Il y a 2500 ans, Sun Tzu prônait-il le swarming ?...

Il y a 2500 ans, Sun Tzu prônait-il le swarming ?…

Si certains préceptes de Sun Tzu relèvent aujourd’hui du lieu commun (« Examinez les plans de l’ennemi pour en connaître les mérites et démérites », chapitre 6), d’autres en revanche sont plus inattendus. Il en est ainsi de celui concernant la recherche de la confusion :

« Quel indescriptible tohu-bohu ! Comme le combat est confus ! et cependant rien ne peut semer le désordre dans leurs rangs. Quel chaos ! quel méli-mélo ! ils sont repliés sur eux-mêmes comme une boule, et pourtant nul ne peut venir à bout de leur disposition. Le désordre suppose l’ordre […] » (chapitre 5)

Cette confusion dans la bataille dont parle Sun Tzu n’est absolument pas due au brouillard de la guerre décrit par Clausewitz. Il s’agit ici au contraire d’une confusion maîtrisée, dont la notion récemment formalisée de « combat tournoyant » (ou « en essaim » ou « swarming »)[1] pourrait être une expression. A l’inverse d’un combat en dentelles, géométrique, ordonné tel un jardin à la Le Nôtre, Sun Tzu paraît en effet prôner la recherche d’un engagement basé sur la grande autonomie des toutes petites unités, voire de l’individu.

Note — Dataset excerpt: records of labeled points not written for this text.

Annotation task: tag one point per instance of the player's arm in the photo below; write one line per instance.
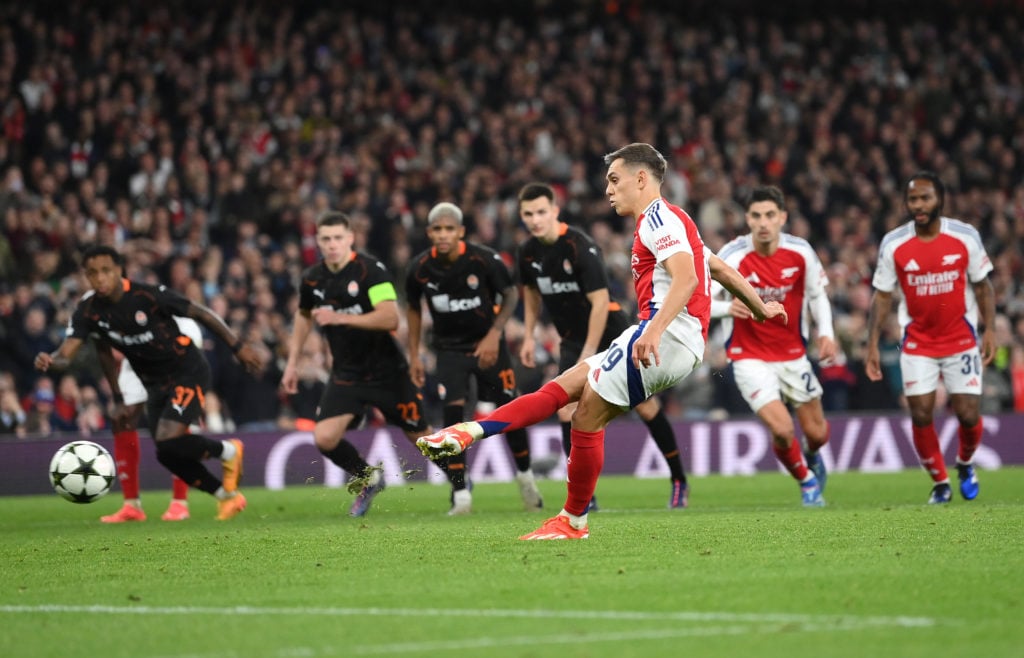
(59, 358)
(417, 371)
(530, 312)
(599, 301)
(684, 281)
(246, 354)
(486, 349)
(985, 296)
(302, 323)
(741, 290)
(882, 304)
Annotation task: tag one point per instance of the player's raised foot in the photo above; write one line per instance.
(557, 528)
(969, 481)
(177, 511)
(531, 500)
(375, 484)
(232, 468)
(126, 514)
(941, 493)
(229, 508)
(446, 442)
(810, 493)
(680, 497)
(817, 466)
(462, 502)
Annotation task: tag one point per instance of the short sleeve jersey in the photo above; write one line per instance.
(791, 276)
(663, 230)
(938, 311)
(461, 295)
(564, 272)
(141, 325)
(358, 354)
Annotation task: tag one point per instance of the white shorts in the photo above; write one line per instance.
(131, 387)
(761, 382)
(617, 381)
(961, 373)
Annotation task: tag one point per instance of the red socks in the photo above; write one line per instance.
(970, 440)
(525, 409)
(126, 455)
(586, 462)
(792, 458)
(926, 442)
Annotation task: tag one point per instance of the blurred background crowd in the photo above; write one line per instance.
(203, 139)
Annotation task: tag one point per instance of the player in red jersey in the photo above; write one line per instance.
(941, 268)
(672, 270)
(770, 360)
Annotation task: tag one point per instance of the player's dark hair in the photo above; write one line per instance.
(333, 218)
(639, 155)
(940, 187)
(530, 191)
(766, 192)
(101, 250)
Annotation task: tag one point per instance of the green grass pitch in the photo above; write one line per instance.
(745, 571)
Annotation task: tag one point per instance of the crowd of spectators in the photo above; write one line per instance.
(203, 140)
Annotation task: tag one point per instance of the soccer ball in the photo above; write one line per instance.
(82, 471)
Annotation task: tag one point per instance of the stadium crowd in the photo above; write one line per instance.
(203, 141)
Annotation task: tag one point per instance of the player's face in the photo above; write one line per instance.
(765, 220)
(335, 244)
(444, 234)
(541, 218)
(623, 189)
(103, 275)
(922, 201)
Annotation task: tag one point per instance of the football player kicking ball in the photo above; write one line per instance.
(941, 268)
(138, 320)
(126, 446)
(672, 270)
(769, 360)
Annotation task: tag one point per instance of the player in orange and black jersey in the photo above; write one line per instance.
(462, 284)
(561, 267)
(138, 320)
(351, 298)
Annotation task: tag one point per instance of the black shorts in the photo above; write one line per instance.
(568, 352)
(181, 400)
(398, 399)
(496, 384)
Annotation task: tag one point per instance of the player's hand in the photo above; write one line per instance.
(417, 371)
(325, 315)
(775, 310)
(645, 350)
(872, 363)
(290, 381)
(826, 349)
(43, 361)
(527, 353)
(739, 310)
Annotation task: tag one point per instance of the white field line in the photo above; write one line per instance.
(613, 615)
(729, 624)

Cette interprétation semble cependant anachronique : si certaines armées ont su par le passé mettre en œuvre la notion de combat tournoyant[2], il paraît en revanche surprenant que Sun Tzu puisse recommander un tel procédé à son époque. Cette idée semble en outre entrer en contradiction avec l’image relativement frustre qu’il peut par ailleurs donner des hommes :

« Il occupe [la multitude de ses armées] avec des tâches et ne s’embarrasse pas de lui en expliquant le pourquoi ; il l’excite par la perspective de profits en se gardant bien de la prévenir des risques. » (chapitre 11)

En effet, ce type particulier de combat, pour efficace qu’il soit, implique une très grande autonomie des tous petits échelons, voire des individus eux-mêmes. Or, Sun Tzu semble considérer la troupe inapte à comprendre la manœuvre d’ensemble, leur expliquer pouvant même s’avérer dangereux :

« Il incombe [au général] d’obstruer les yeux et les oreilles de ses hommes pour les tenir dans l’ignorance. » (chapitre 11)

Comme nous l’avons toutefois vu dans le billet Faut-il tenir ses troupes dans l’ignorance ?, l’incapacité à comprendre la manœuvre n’est pas forcément la raison de cette injonction. L’objectif est triple : se prémunir d’une fuite qui viendrait de ses troupes, asseoir son commandement et ne pas alourdir inutilement le processus de transmissions des ordres.

De façon relativement moderne pour son époque, Sun Tzu ne voyait pas l’armée comme un bloc unique :

« Si l’on commande à l’ensemble de l’armée de faire mouvement afin de disputer un avantage, elle risque fort d’arriver trop tard. » (chapitre 7)

Néanmoins, le niveau d’autonomie requis par le combat tournoyant paraît extrême et trop précurseur. Cette notion semble ainsi définitivement trop en avance sur son temps pour être plausible. En outre, si ce type de combat devait réellement être celui auquel songeait Sun Tzu, il est très étrange qu’il ne soit pas plus explicité ou repris dans L’art de la guerre, alors qu’il présentait un aspect véritablement révolutionnaire pour l’époque.

Alors, qu’a donc voulu dire Sun Tzu à travers ce passage ?

Peut-être tout simplement que lorsque la bataille s’en trouve à la phase d’entremêlement des armées, le bon général est celui capable de conserver le commandement sur ses troupes et voir ses ordres en cours d’action toujours exécutés…


[1] Ce mode opératoire repose essentiellement sur trois principes : recherche permanente de l’effet de surprise, décentralisation extrême du combat, inventivité permanente au gré des circonstances.

[2] On peut faire remonter ce style de combat aux Boers luttant contre les Britanniques (1899-1902). Les Finlandais s’en sont également servis pour stopper l’offensive soviétique durant l’hiver 1939-1940. Plus récemment, ce procédé a pu être utilisé par les Tchétchènes lors de la bataille de Grozny (1995), les Israéliens lors l’opération « Rempart » dans Naplouse (2002), ou même les Américains lors de l’opération « Phantom fury » en Iraq (2004).